Casoncelli, pizzoccheri o trippa. Ma anche riso con luaganega, ciccolato e tortelli dolci. Ecco qualche prelibatezza che sarà possibile gustare in alcune delle sagre o feste che si svolgono questo gennaio, in Lombardia. I luoghi? Dal Bresciano alla Bergamasca fino alla Brianza. E poi il Lodigiano, il Manovano e la provincia di Varese.
Alcuni di questi appuntamenti sono abbinati alla festività di Sant’Antonio, che prevede l’immancabile falò e numerosi eventi tra religione, tradizione e divertimento.
Le sagre da non perdere
Dal 4 al 18 gennaio, a Pontoglio, piccolo Comune della provincia bresciana, si festeggia una delle paste più famose della cucina regionale: i casoncelli.
La sagra coinvolge alimentari del posto dove è possibile acquistare i casoncelli eseguiti secondo la ricetta tradizionale del posto, che prevede la creazione di una mezzaluna di pasta sfoglia ripiena di macinato di carne di maiale e manzo. Inoltre, alcuni ristoranti della zona offrono menu speciali con prezzi dedicati che hanno come protagonisti proprio i famosi casoncelli.
La ricetta originale del Casoncello di Pontoglio De.Co. prevede che la pasta sia stesa a mano, tagliata a cerchio con un bicchiere, riempita nel cuore con macinato di carne di maiale e manzo ed arricchita con formaggio grattugiato e spezie. La pasta è chiusa rigorosamente a mano formando una mezzaluna che viene sigillata con l’utilizzo della forchetta.
La cucina tipica della Valtellina si dà appuntamento per una sagra che si svolge nei fine settimana tra il 9 e l’11 gennaio e dal 16 al 18 gennaio, a Bergamo, precisamente in piazzale degli Alpini.
La sagra celebra piatti semplici e tradizionali, pensati per essere condivisi: dai pizzoccheri alla valtellinese agli sciatt con insalatina, dalla bresaola con funghi porcini e formaggio d’alpeggio al brasato “all’inferno” con polenta taragna, passando per gnocchetti, fonduta di formaggi, polenta e funghi misti e i casoncelli alla bergamasca.

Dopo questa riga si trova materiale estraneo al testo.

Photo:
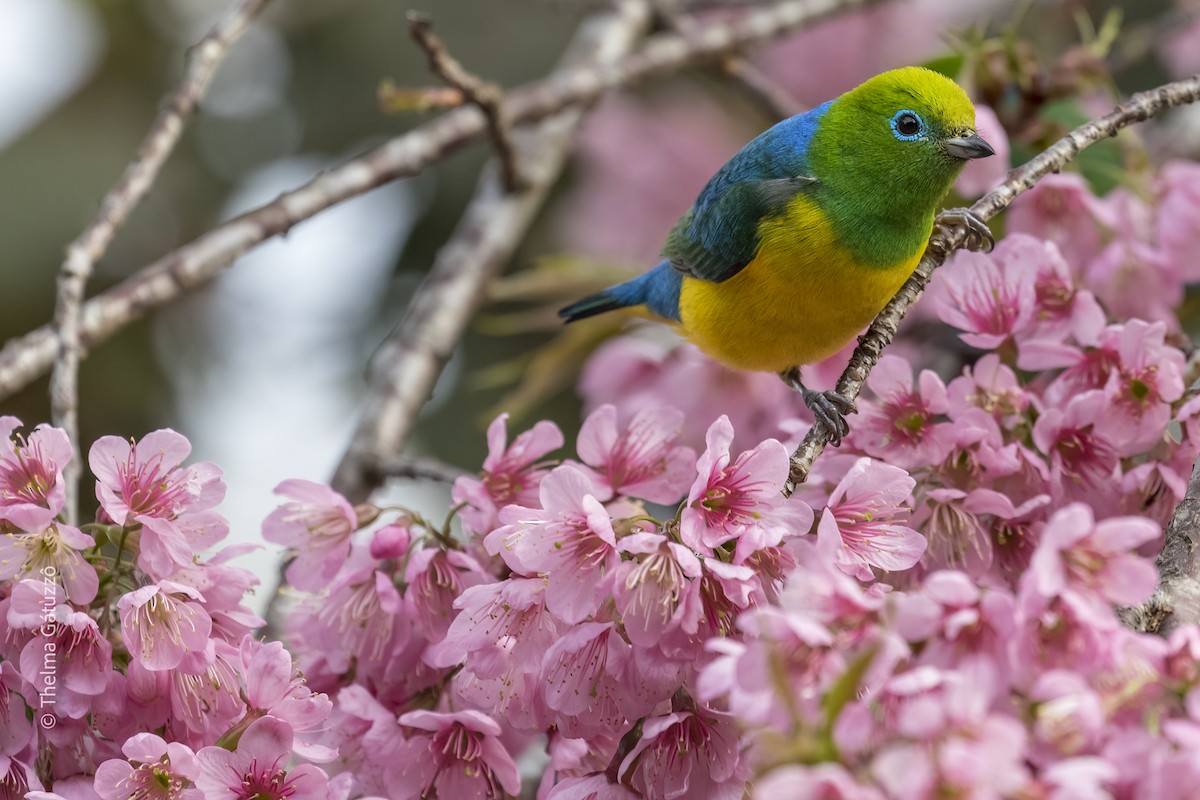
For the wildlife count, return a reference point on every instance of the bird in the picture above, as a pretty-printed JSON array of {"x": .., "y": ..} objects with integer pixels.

Non mancano pinsas con speck, funghi e casera e i classici taglieri di salumi e formaggi con polentina taragna.
Sabato 17 gennaio (Festa Liturgica): la giornata conclusiva sarà caratterizzata dalla benedizione degli animali (ore 15.00) e dei mezzi agricoli, seguita dall’intrattenimento del Corpo Musicale Cittadino. Gran finale alle 21.15 con il tradizionale Falò di Sant’Antonio, rito propiziatorio per allontanare l’inverno e invocare la benedizione sui raccolti.
Per tutta la durata della festa resterà aperta l’Osteria, dove sarà possibile gustare piatti della tradizione contadina come la polenta cotta lentamente sul fuoco di legna, servita con gorgonzola o bruscitt, oltre a pane, salamella e vin brûlé. Quest’anno, la manifestazione è dedicata alla memoria del fondatore Paolo Legnani, a cui verrà intitolata una targa il 16 gennaio.